On Wed, 2 Oct 2013 11:19:58 -0400, Kevin Grittner <kgrittn@ymail.com> wrote:
> David Rysdam <drysdam@ll.mit.edu> wrote:
>
> > We have a by-our-standards large table (about 40e6 rows). Since it is
> > the bottleneck in some places, I thought I'd experiment with
> > partitioning.
>
> In my personal experience I have gone into hundreds of millions of
> rows with good performance without partitioning. It's all about
> designing good indexes for the workload.
Well, our performance is still good. Certainly better than a lot of
projects I've seen even with less data. But it's still our "worst" table
and I have some free time to experiment...

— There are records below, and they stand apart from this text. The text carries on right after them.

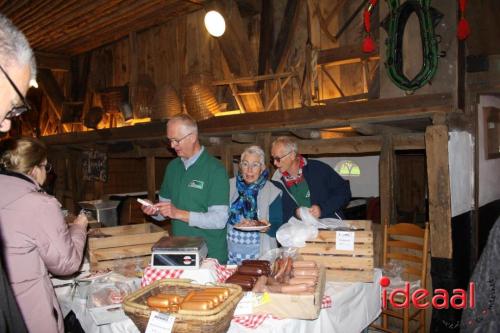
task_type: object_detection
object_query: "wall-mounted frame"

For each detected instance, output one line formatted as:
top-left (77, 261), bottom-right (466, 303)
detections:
top-left (484, 107), bottom-right (500, 159)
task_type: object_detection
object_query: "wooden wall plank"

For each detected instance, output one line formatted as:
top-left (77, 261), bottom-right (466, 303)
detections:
top-left (379, 136), bottom-right (396, 227)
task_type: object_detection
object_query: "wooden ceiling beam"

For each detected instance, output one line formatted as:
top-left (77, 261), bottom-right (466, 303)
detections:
top-left (318, 44), bottom-right (380, 66)
top-left (35, 52), bottom-right (71, 71)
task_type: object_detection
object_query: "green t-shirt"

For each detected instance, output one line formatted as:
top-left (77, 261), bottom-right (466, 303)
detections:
top-left (289, 180), bottom-right (311, 208)
top-left (159, 149), bottom-right (229, 263)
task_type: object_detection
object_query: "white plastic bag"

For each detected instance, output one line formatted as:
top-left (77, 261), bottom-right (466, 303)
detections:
top-left (276, 208), bottom-right (319, 248)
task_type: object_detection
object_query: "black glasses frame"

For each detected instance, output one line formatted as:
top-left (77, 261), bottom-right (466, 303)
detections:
top-left (0, 63), bottom-right (31, 119)
top-left (39, 162), bottom-right (52, 173)
top-left (271, 150), bottom-right (293, 164)
top-left (168, 132), bottom-right (193, 145)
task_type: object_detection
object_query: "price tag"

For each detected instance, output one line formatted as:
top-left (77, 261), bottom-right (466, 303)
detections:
top-left (145, 311), bottom-right (175, 333)
top-left (336, 231), bottom-right (355, 251)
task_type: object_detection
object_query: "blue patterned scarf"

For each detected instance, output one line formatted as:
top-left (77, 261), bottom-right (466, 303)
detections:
top-left (227, 170), bottom-right (269, 264)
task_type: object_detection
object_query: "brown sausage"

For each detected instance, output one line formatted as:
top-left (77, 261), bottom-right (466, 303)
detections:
top-left (293, 268), bottom-right (319, 277)
top-left (293, 260), bottom-right (317, 268)
top-left (155, 293), bottom-right (183, 304)
top-left (180, 300), bottom-right (213, 311)
top-left (186, 297), bottom-right (215, 308)
top-left (147, 296), bottom-right (170, 308)
top-left (288, 277), bottom-right (317, 286)
top-left (237, 265), bottom-right (268, 276)
top-left (242, 260), bottom-right (271, 268)
top-left (203, 288), bottom-right (230, 298)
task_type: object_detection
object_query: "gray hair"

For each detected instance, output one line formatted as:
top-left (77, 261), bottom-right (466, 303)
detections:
top-left (241, 145), bottom-right (265, 166)
top-left (272, 136), bottom-right (298, 154)
top-left (0, 14), bottom-right (36, 80)
top-left (167, 114), bottom-right (198, 134)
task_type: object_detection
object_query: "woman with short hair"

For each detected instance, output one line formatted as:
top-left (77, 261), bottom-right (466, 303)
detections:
top-left (0, 137), bottom-right (88, 333)
top-left (227, 145), bottom-right (283, 265)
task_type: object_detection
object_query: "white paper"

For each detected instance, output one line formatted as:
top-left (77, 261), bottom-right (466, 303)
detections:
top-left (145, 311), bottom-right (175, 333)
top-left (336, 231), bottom-right (355, 251)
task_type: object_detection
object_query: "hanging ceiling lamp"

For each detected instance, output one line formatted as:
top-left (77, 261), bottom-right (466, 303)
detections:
top-left (204, 10), bottom-right (225, 37)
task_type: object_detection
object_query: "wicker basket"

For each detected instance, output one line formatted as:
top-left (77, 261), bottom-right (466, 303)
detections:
top-left (182, 73), bottom-right (220, 121)
top-left (123, 279), bottom-right (243, 333)
top-left (151, 84), bottom-right (183, 120)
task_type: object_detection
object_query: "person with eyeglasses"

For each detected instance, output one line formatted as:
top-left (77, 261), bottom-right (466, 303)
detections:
top-left (0, 137), bottom-right (88, 333)
top-left (0, 14), bottom-right (36, 333)
top-left (140, 114), bottom-right (230, 264)
top-left (226, 146), bottom-right (283, 264)
top-left (0, 15), bottom-right (36, 133)
top-left (270, 136), bottom-right (351, 223)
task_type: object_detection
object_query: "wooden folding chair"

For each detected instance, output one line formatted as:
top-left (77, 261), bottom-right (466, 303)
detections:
top-left (371, 222), bottom-right (430, 333)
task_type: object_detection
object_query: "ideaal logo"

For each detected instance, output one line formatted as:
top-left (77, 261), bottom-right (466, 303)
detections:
top-left (380, 276), bottom-right (475, 309)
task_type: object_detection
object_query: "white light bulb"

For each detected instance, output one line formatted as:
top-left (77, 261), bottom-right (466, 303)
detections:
top-left (204, 10), bottom-right (226, 37)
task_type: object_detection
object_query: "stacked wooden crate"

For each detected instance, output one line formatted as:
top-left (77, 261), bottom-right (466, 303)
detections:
top-left (298, 220), bottom-right (374, 282)
top-left (87, 223), bottom-right (167, 271)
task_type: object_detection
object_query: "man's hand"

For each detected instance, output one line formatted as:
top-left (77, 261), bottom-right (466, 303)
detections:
top-left (154, 201), bottom-right (190, 222)
top-left (309, 205), bottom-right (321, 219)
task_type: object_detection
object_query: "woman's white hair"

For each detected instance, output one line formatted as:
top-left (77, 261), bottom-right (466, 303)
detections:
top-left (241, 145), bottom-right (265, 166)
top-left (0, 14), bottom-right (36, 80)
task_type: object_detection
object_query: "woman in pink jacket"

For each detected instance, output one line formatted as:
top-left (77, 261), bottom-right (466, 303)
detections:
top-left (0, 137), bottom-right (88, 333)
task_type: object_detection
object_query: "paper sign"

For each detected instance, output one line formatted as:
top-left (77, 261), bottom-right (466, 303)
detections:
top-left (145, 311), bottom-right (175, 333)
top-left (336, 231), bottom-right (355, 251)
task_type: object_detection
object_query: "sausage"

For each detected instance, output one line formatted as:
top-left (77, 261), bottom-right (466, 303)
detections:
top-left (237, 265), bottom-right (267, 276)
top-left (242, 260), bottom-right (271, 268)
top-left (203, 288), bottom-right (230, 299)
top-left (252, 275), bottom-right (268, 293)
top-left (180, 300), bottom-right (213, 311)
top-left (292, 260), bottom-right (317, 268)
top-left (186, 297), bottom-right (215, 308)
top-left (293, 268), bottom-right (319, 277)
top-left (283, 257), bottom-right (293, 279)
top-left (288, 277), bottom-right (317, 286)
top-left (147, 296), bottom-right (170, 308)
top-left (155, 293), bottom-right (183, 304)
top-left (273, 258), bottom-right (287, 281)
top-left (189, 295), bottom-right (219, 306)
top-left (281, 283), bottom-right (309, 293)
top-left (226, 274), bottom-right (257, 291)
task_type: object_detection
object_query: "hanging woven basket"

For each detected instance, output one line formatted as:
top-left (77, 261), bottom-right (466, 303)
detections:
top-left (151, 84), bottom-right (183, 120)
top-left (182, 72), bottom-right (220, 121)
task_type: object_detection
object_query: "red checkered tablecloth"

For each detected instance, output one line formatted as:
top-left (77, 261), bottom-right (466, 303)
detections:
top-left (141, 258), bottom-right (237, 287)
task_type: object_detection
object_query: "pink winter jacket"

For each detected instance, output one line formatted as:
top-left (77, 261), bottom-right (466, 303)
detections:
top-left (0, 173), bottom-right (87, 333)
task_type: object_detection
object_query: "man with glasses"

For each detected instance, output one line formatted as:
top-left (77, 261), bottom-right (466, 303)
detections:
top-left (270, 136), bottom-right (351, 223)
top-left (141, 114), bottom-right (230, 263)
top-left (0, 15), bottom-right (35, 133)
top-left (0, 13), bottom-right (34, 333)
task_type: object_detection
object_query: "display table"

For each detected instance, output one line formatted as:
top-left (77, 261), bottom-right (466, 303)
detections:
top-left (56, 269), bottom-right (381, 333)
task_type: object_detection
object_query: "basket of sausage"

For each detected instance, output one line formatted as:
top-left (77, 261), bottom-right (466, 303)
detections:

> > Because object number figure so prominently, I thought I'd partition on
> > that. To me, it makes the most sense from a load-balancing perspective
>
> Load balancing? Hitting a single partition more heavily improves
> your cache hit ratio. What sort of benefit are you expecting from
> spreading the reads across all the partitions? *Maybe* that could
> help if you carefully placed each partition table on a separate set
> of spindles, but usually you are better off having one big RAID so
> that every partition is spread across all the spindles
> automatically.
Now that you spell it out, I guess that does make more sense. I had some
vague notion of tables "doing work" but really if it can load one
partition into RAM and get most of my hits from there, it'd be a big
win.
> > Lower numbers are going to be queried much less often than higher
> > numbers.
>
> This suggests to me that you *might* get a performance boost if you
> define partitions on object number *ranges*. It still seems a bit
> dubious, but it has a chance.
Would the planner be smart enough to figure out ranges without me having
to "hint" my queries?
In any case, my speed tests are coming out the opposite what I
expected. Within-partition queries are taking longer than the whole
table did while across-partition queries are faster. I'll have to do
more thinking on that.